Pablo Casado sigue jugando con fuego porque va al límite mirando al retrovisor de Santiago Abascal. Bajo semejante ofuscación, a la que no son ajenas el impacto anímico de unas previsiones desquiciantes, es hasta comprensible que se trastabille hablando de los embarazos. Un día se tropieza con el trasnochado debate del aborto y otro dispara la alarma del sentido común con el cambio de cromos de un niño por un sin papeles, mucho más propio de la xenofobia de Vox, que acaricia el primer puesto holgado en Ceuta y Melilla. La sacudida de semejante bomba de relojería obligó al mejor orador del año, según la Universidad Miguel de Cervantes, a recurrir al tópico manido de la fake news, de la mentira de esos rojos periodistas. Para entonces, el efecto boomerang, de esos que dejan marca, ya era imparable.
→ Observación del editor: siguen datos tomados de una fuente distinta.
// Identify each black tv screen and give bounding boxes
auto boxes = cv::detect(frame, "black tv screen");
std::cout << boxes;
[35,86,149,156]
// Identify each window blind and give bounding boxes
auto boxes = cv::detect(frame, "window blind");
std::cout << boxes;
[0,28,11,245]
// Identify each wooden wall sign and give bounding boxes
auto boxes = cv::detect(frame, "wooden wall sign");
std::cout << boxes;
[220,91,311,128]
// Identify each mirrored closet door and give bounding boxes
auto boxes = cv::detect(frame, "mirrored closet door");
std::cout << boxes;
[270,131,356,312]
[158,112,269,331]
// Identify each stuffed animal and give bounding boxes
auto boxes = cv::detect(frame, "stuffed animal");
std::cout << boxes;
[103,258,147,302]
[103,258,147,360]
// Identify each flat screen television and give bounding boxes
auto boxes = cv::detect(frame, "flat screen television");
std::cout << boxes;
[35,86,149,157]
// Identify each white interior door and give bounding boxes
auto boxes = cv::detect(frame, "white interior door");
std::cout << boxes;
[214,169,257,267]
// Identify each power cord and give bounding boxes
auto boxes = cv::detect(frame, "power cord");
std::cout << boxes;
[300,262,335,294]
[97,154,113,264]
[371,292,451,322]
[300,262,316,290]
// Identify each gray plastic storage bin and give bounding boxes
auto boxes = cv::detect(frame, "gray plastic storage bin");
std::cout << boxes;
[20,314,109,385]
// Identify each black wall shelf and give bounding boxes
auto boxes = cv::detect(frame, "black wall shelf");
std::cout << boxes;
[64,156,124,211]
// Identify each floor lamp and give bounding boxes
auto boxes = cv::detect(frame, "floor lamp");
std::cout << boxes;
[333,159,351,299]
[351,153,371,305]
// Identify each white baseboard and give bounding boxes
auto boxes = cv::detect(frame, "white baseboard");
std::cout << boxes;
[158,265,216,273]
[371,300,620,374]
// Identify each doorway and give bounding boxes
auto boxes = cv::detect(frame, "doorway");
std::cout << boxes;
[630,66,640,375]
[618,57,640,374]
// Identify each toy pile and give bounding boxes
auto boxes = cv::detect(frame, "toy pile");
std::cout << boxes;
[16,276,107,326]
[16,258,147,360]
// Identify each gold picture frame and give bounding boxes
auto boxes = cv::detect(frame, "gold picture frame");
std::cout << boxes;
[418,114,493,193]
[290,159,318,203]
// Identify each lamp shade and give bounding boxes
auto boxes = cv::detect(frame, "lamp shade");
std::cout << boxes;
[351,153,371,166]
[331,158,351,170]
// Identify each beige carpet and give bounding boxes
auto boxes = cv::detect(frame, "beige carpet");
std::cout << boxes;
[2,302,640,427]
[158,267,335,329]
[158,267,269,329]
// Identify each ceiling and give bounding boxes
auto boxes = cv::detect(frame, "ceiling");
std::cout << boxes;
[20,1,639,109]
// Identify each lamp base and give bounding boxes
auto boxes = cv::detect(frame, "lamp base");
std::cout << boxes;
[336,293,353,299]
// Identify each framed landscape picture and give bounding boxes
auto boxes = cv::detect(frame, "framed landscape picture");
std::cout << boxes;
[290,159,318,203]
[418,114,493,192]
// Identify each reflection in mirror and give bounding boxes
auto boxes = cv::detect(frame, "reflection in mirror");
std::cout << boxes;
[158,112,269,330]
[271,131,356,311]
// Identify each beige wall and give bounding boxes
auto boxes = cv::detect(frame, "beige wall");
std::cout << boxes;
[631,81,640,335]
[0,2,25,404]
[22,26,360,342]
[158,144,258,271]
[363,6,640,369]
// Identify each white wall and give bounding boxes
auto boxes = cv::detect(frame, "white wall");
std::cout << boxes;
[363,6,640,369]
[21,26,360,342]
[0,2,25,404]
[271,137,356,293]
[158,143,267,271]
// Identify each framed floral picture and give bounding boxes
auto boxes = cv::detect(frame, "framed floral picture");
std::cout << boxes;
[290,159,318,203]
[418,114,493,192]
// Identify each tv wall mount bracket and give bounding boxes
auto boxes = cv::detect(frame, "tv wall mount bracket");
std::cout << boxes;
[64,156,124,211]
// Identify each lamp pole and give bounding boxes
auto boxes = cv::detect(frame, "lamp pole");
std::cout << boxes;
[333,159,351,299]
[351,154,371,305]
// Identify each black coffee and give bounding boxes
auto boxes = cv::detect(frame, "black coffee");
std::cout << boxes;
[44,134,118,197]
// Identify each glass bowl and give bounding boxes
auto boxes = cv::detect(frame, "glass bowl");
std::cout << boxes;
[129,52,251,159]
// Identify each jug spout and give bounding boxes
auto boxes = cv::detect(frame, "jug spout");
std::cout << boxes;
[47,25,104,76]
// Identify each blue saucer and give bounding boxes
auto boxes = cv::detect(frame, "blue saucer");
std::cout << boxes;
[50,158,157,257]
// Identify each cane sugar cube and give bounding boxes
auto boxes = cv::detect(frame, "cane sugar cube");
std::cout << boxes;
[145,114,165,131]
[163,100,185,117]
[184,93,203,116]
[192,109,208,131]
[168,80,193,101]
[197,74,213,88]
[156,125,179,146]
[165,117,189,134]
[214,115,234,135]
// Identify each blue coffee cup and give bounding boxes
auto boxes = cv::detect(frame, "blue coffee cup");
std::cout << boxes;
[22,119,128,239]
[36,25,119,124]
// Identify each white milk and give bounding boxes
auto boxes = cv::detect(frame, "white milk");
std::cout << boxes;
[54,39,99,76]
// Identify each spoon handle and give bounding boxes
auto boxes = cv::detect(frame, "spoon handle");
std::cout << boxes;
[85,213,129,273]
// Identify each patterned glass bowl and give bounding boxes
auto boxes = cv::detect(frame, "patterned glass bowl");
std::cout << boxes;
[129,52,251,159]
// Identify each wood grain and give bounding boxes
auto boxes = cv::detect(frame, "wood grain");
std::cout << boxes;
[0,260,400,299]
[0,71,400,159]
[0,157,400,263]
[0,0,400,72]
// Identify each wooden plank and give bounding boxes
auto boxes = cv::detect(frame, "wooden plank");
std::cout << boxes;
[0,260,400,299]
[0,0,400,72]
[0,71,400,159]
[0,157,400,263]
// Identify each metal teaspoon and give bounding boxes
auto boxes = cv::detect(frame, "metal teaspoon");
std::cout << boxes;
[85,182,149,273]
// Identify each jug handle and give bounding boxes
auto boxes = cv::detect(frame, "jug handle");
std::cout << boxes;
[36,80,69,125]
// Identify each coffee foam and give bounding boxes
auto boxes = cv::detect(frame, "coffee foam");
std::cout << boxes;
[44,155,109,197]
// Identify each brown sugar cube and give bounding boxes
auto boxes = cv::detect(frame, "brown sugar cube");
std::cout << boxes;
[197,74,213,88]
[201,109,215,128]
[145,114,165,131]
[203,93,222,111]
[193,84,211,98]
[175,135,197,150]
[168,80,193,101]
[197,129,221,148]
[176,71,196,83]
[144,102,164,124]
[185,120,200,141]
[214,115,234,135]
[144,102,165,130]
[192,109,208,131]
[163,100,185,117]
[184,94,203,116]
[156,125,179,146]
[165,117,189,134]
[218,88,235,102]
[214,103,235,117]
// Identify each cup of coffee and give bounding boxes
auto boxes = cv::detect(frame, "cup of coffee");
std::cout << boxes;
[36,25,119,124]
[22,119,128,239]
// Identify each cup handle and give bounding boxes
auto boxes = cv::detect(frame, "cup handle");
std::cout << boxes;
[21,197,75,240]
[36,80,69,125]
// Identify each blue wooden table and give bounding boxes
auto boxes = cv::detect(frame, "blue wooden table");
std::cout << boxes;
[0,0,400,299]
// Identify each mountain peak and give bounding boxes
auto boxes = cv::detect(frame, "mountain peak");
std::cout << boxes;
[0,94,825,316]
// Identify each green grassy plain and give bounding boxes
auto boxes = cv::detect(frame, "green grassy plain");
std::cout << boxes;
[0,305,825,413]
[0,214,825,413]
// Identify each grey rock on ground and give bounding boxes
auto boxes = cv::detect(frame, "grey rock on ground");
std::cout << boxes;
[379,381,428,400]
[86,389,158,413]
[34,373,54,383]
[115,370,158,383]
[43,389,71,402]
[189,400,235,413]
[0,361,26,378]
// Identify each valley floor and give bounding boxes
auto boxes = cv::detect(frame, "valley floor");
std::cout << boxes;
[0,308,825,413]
En la misma acera, Ciudadanos transita chamuscado por culpa de esos deplorables cambalaches internos tan impropios de un partido concebido sin pecado original para el regeneracionismo democrático. Albert Rivera ha hecho de su travestismo ideológico la casa común del resentido ávido de seguir suspirando por su cachito de poder.

En el caso de Nafarroa es distinto. Aquí se dejan sus principios en el cajón de los hermanos Marx -“el Convenio, el Cupo son unos privilegios a extinguir”- y se revisten de otros -“acabar con un gobierno de independentistas”- sobre todo cuando en el resto de España le pregunten por tamaño transformismo. A UPN le vale todo en la creencia de que este tripartito de derecha -¿Vox irá por libre para asustarles todavía más?- le acercará a la gloria.

Pablo Iglesias podría explicarle a Esparza que uno más uno no son dos en política, al menos cuando lo intenta la izquierda. Le ocurrió al incorporar a IU pensando en alcanzar el sorpasso y acabó en un sonoro fracaso que, de paso, alentó el verso suelto de Iñigo Errejón. Ahora, Unidos Podemos bastante tiene con buscarse a sí mismo para taponar una sangría incesante que puede comprometer la suma de escaños para la mayoría de Pedro Sánchez. El reciente divorcio de En Marea ensombrece más aún las expectativas, muy debilitadas en el resto por el llamamiento al voto útil.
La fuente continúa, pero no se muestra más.